Some quick tips to help getting ready to do your taxes less painful…

Tax season is one time we naturally think about getting organized (usually because we’re trying to find everything we need to file our taxes). So it’s a perfect time to share some tips and ideas to help you do some spring cleaning and get more organized!

Being “organized” can look different for each person.  Contrary to what you might have heard others say, I believe there is no “one right way” to be organized. That being said, there are a few practices, that any good organizational system has:

  • Consistency. Whatever kind of system you use, you need to be consistent with the use of it. An easy way to do this is to set an appointment in your calendar for time each day (or whatever interval works best for you) to work your system. Whether it is time to file documents, log time or notes into a client’s file, or work on your internal procedures that need to be completed, make it a “non-negotiable” appointment, that you keep as you would an appointment with a client.
  • Repetition. Along with consistency, repetition is what creates a new habit. It’s not so much the length of time, but the number of times you complete an activity that helps rewire your brain and make a new pattern something you do without thinking.
  • Follow Your Instincts. When you are creating a system for yourself, trust your instincts! They will be what you fall back on in the future. The more you try to go against your natural tendencies, that harder it will be to implement and maintain later.
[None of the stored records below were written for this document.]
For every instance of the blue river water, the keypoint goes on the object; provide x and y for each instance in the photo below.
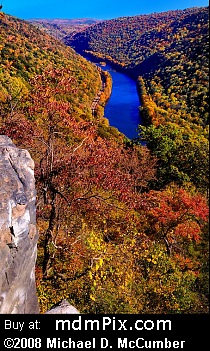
(122, 108)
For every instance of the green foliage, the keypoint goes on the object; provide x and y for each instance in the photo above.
(109, 242)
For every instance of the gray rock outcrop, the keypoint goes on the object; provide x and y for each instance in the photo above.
(18, 231)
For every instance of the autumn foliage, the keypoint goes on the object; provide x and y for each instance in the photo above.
(123, 227)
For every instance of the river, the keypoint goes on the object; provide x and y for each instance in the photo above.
(122, 108)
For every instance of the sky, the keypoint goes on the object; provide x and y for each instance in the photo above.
(98, 9)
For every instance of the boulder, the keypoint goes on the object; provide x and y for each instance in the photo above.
(18, 231)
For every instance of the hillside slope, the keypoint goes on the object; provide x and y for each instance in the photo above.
(168, 53)
(60, 28)
(111, 240)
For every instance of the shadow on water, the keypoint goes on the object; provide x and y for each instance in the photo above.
(122, 108)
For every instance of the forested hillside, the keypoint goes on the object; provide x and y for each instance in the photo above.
(168, 53)
(119, 232)
(61, 28)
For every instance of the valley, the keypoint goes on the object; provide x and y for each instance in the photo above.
(123, 223)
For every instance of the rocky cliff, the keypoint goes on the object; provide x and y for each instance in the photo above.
(18, 232)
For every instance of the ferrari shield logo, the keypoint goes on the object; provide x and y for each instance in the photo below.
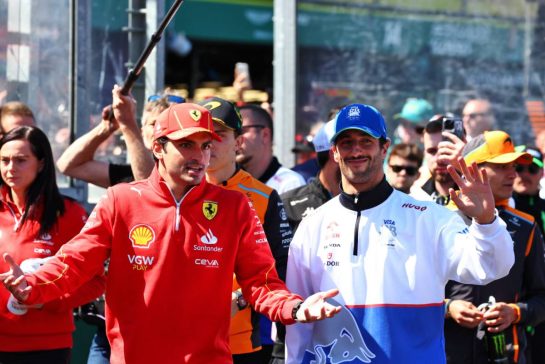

As you are gathering all your documents together for taxes, here are some practical tips to make the job easier, and to set yourself up for an even easier time next year.

  • Side-Open Catalog Envelopes.  These are a game-changer! I purchase a box of white, side opening (that means the opening is on the long edge, or side, rather than the top). I use one envelope for each topic or vendor. For instance, credit card bills, utility bills – essentially how you would file these documents in your file drawer. I write what it is (including the year) in the upper right-hand corner and store them all in a banker’s box for that year. This makes finding information in the future much easier… then, at the same time I create a new set for the current year and put those in my file drawer, instead of using file folders. Assuming you’ve consistently filed your paperwork throughout the year, at the end of the year all you have to do is pull those envelopes out and you have all your information sorted and ready for taxes!
  • Work in Chunks. Pulling all the info together for taxes can be a daunting task.  Take it in chunks.  Set aside a specific amount of time to work on the project – say 1 or 2 hours – then break that into 30-minute chunks. Work for 25 minutes ad then take a break for 5, then back at it for another 25 minutes, break for 5 and so on. This is called the Pomodoro Technique and has proven very effective at increasing productivity and focus.
  • Pay Attention. While you are working, take note of what is challenging during the process and consider ways you could make it easier for yourself by implementing a solution now… by next tax time, you’ll actually (almost) look forward to it!

Finally, while you are taking time to review the past year from a fiscal perspective, it’s also a good time to take a moment to:

  • Assess your effectiveness. Take time to look over the past year.  What things have you done well?  What things could you do better?  What’s working well? Are there areas for improvement? Assessing your effectiveness can provide crucial insights as you plan for this year.
  • Celebrate!  Take time to celebrate your wins and accomplishments this year.  It’s so important to take time for this step.  We don’t celebrate enough… celebrating our successes and acknowledging personal growth helps keep us on track and motivated towards our goals.